The change, first reported by The Atlanta Journal-Constitution, was contained in a memo dated August 5 sent by Governor Nathan Deal to state government staff.
The move comes amid increasing backlash against symbols honoring the Confederacy. In late June, Alabama removed four Confederate flags from its Capitol. The next month, the Confederate battle flag (which has a different design from the Confederate national flag) was removed from the Capitol grounds in South Carolina after Dylann Roof, a self-identified white supremacist, allegedly killed nine black churchgoers in Charleston in June.

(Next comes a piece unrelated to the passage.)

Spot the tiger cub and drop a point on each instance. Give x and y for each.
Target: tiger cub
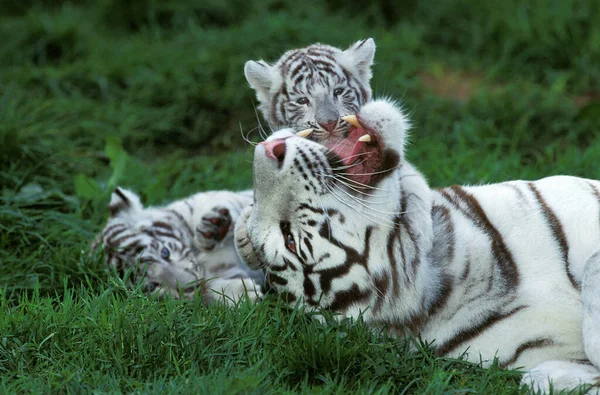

According to Brian Robinson, deputy chief of staff for communications for Georgia’s governor, the holidays are meant to honor the Confederacy and Robert E. Lee. “That is why they are in state law, and we are not denying that or pretending that’s not the case,” he says. However, he adds, “those names are not spelled out in state law.… It just says, ‘These shall be state holidays.'” It, is, therefore, within Deal’s power to rename the holidays on the state’s calendars for planning purposes, Robinson says.